Un ancien cadre emblématique de l’industrie vidéoludique, célèbre pour avoir façonné certains des plus grands succès multijoueurs mondiaux comme WoW ou Overwatch, voue une admiration sans bornes à un titre de survie. Après y avoir consacré des milliers d’heures de son temps libre, ce concepteur légendaire n’hésite pas à qualifier cette expérience impitoyable de véritable sommet du PVP / Joueur contre Joueur.
Jeff Kaplan, l'ancien directeur créatif d'Overwatch et figure historique du développement de World of Warcraft chez Blizzard Entertainment, a récemment dévoilé l'étendue de sa passion pour Rust, qui est pour lui "le sommet du joueur contre joueur".
Le sommet absolu de l'affrontement compétitif
La déclaration qui justifie l'enthousiasme soulevé par le titre de notre article provient d'une récente série d'entretiens, notamment avec le podcasteur Lex Fridman et le média Noclip, au cours desquels Jeff Kaplan a confessé avoir accumulé plus de 5 000 heures de jeu sur Rust.
L'ancien de Blizzard Entertainment y explique sans détours que cette production représente à ses yeux "le summum des jeux PvP", la décrivant avec admiration comme l'ultime battle royale.
Rust est la chose la plus joueur contre joueur qui existe dans les choses joueur contre joueur.
J'ai toujours été un grand fan du genre survival. J'ai notamment un jeu préféré, qui est Rust.
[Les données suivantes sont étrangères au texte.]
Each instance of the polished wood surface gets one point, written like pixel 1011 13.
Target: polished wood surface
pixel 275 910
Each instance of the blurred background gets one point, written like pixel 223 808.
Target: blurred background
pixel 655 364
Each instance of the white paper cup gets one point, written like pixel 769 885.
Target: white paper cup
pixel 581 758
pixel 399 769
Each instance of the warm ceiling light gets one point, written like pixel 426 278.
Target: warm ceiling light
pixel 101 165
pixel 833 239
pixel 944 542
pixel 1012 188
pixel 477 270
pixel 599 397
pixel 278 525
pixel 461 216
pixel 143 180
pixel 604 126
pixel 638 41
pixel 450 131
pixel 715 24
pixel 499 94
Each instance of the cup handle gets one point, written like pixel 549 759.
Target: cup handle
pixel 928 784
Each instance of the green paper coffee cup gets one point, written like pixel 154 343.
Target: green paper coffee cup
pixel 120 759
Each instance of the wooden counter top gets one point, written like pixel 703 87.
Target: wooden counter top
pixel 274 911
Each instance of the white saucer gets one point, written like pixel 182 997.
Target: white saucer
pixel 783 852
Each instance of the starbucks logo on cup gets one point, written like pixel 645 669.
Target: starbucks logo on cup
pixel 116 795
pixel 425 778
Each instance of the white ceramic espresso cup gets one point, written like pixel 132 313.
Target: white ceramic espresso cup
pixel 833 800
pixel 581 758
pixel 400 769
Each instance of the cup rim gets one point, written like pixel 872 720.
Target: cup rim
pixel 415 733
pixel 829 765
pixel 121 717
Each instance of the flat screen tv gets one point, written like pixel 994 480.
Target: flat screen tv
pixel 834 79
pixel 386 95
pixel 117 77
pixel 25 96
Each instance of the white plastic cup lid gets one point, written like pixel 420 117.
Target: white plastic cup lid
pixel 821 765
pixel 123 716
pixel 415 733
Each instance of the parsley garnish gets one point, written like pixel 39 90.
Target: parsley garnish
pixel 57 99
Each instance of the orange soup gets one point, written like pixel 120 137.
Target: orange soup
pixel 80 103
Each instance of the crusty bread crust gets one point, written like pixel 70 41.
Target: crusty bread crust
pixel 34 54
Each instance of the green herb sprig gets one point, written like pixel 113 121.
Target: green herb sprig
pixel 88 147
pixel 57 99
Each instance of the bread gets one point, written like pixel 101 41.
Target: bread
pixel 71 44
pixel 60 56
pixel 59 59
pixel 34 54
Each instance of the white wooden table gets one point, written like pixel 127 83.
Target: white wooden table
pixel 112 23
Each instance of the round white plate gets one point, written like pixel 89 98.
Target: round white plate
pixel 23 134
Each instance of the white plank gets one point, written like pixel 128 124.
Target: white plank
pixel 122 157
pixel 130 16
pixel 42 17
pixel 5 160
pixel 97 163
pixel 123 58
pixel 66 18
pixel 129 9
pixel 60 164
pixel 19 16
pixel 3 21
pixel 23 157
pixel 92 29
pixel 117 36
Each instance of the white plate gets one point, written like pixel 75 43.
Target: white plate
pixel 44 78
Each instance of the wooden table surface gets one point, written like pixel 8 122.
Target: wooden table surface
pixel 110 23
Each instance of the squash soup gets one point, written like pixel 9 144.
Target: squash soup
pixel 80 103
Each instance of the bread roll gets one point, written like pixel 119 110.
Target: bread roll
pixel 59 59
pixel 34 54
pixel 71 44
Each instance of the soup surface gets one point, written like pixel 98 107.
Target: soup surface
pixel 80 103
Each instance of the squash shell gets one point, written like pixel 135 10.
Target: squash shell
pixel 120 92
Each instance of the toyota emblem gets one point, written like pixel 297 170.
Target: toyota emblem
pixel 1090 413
J'ai joué à Rust pendant plus de 5 000 heures. Le jeu que nous développons diffère de Rust à bien des égards. Rust est sans doute le summum des jeux PvP. Tous ceux qui ont beaucoup joué à Rust savent de quoi je parle. C'est le battle royale ultime qui dure un mois.
Rust, c'est quoi ?
Pour comprendre l'attrait de Rust, il convient de se pencher sur les systèmes de jeu fondamentaux qui structurent l'expérience des survivants échoués sur cette île générée de manière procédurale. Jeff Kaplan explique que l'une des forces majeures du système réside dans sa mécanique de réinitialisation mensuelle, une fonctionnalité technique que les vétérans considèrent comme la véritable magie du titre. Cette remise à zéro régulière oblige chaque participant à recommencer son périple depuis le stade le plus précaire, nu avec un simple rocher et une torche, générant ainsi un cycle perpétuel de construction, d'évolution technologique et de destruction inévitable.

L'aspect le plus polarisant, mais également le plus addictif de cette architecture, réside dans la vulnérabilité permanente des abris et des ressources patiemment accumulées par les participants. Contrairement à des environnements plus cléments, les joueurs peuvent subir des assauts dévastateurs d'autres joueurs à tout instant, que ce soit lors de confrontations directes (le « online raiding ») ou de manière beaucoup plus perfide lorsque les occupants sont déconnectés (le offline raiding).
C'est cette dynamique de moments d'euphorie inégalés contrebalancés par des déceptions si énormes qui fait, selon beaucoup de joueurs, le succès de Rust.